Traceback (most recent call last): File "/usr/local/bin/CIRIquant", line 10, in sys.exit(main()) File "/usr/local/lib/python2.7/site-packages/CIRIquant/main.py", line 89, in main config = check_config(check_file(args.config_file)) File "/usr/local/lib/python2.7/site-packages/CIRIquant/utils.py", line 91, in check_config globals()[i.upper()] = check_file(config['reference'][i]) File "/usr/local/lib/python2.7/site-packages/CIRIquant/utils.py", line 49, in check_file raise ConfigError('File: {}, not found'.format(file_name)) CIRIquant.utils.ConfigError: File: /data/azabala/gtf/eGenomes/genes.gtf, not found

nictru commented 4 months ago

This is really strange. The pipeline should fail if the file would not exist already here. The ciriQuant-internal check if the file exists takes place here in a pretty standard way, so I would say it's unlikely there is a problem within the tool. So the only remaining explanation is that the GTF file is not properly mounted to the container at runtime.

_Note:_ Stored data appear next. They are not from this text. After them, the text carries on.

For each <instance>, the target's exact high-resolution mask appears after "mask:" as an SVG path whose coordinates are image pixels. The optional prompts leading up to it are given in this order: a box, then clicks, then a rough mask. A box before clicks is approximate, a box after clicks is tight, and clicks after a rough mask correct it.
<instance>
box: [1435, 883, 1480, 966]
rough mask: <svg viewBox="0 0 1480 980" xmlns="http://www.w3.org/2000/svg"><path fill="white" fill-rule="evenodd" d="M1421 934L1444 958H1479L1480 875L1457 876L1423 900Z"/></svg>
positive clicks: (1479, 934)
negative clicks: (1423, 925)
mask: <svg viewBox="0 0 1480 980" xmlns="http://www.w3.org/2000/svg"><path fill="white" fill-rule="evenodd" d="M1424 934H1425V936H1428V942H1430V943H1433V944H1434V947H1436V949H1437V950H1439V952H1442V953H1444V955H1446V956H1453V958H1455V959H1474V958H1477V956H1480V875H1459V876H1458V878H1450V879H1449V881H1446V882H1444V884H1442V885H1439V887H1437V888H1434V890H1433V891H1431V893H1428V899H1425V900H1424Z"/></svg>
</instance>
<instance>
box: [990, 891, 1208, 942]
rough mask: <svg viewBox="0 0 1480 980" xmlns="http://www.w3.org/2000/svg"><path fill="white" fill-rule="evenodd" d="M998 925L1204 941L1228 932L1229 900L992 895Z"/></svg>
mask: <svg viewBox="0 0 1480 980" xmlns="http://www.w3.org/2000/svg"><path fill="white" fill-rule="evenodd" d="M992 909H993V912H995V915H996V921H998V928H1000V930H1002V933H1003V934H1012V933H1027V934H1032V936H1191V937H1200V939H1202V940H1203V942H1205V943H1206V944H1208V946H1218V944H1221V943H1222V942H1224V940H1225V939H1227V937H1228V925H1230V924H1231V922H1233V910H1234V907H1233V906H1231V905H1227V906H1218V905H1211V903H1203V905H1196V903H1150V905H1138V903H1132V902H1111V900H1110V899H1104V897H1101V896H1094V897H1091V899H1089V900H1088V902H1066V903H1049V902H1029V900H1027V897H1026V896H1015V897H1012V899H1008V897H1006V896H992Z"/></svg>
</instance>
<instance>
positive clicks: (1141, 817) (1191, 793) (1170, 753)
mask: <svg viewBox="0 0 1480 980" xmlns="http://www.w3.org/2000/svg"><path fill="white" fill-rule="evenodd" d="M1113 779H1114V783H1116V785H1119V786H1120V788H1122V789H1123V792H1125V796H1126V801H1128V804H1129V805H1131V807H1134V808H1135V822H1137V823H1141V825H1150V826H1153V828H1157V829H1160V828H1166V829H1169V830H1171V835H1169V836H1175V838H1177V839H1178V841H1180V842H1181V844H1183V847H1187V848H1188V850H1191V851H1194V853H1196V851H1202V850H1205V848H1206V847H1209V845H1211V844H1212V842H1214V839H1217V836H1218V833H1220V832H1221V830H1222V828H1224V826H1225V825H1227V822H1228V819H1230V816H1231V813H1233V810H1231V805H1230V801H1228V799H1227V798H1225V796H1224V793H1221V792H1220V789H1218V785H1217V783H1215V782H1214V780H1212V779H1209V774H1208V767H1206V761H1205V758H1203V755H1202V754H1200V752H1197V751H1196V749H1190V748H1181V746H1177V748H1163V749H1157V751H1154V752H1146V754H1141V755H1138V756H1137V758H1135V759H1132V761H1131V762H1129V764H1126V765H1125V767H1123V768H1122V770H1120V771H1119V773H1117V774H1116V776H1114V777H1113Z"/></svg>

Could you try the following:

  1. Copy the GTF file into the working directory /scratch/azabala/validation_GTF/eGenomes/work_eGenomes/a4/1ad695fb7ab3bc5077c78c8686692a
  2. Change the .run.sh, replacing the /data/azabala/gtf/eGenomes/genes.gtf with genes.gtf
  3. Run bash .command.run again

And let me know what happens please.

Also it would be nice if you could attach the .command.run file here

ZabalaAitor commented 4 months ago

Now it seems that CIRIquant is able to read the GTF file. I am providing you with the following files for further inspection #155.tar.gz:

Please note that .command.run and .command.err may appear as hidden files.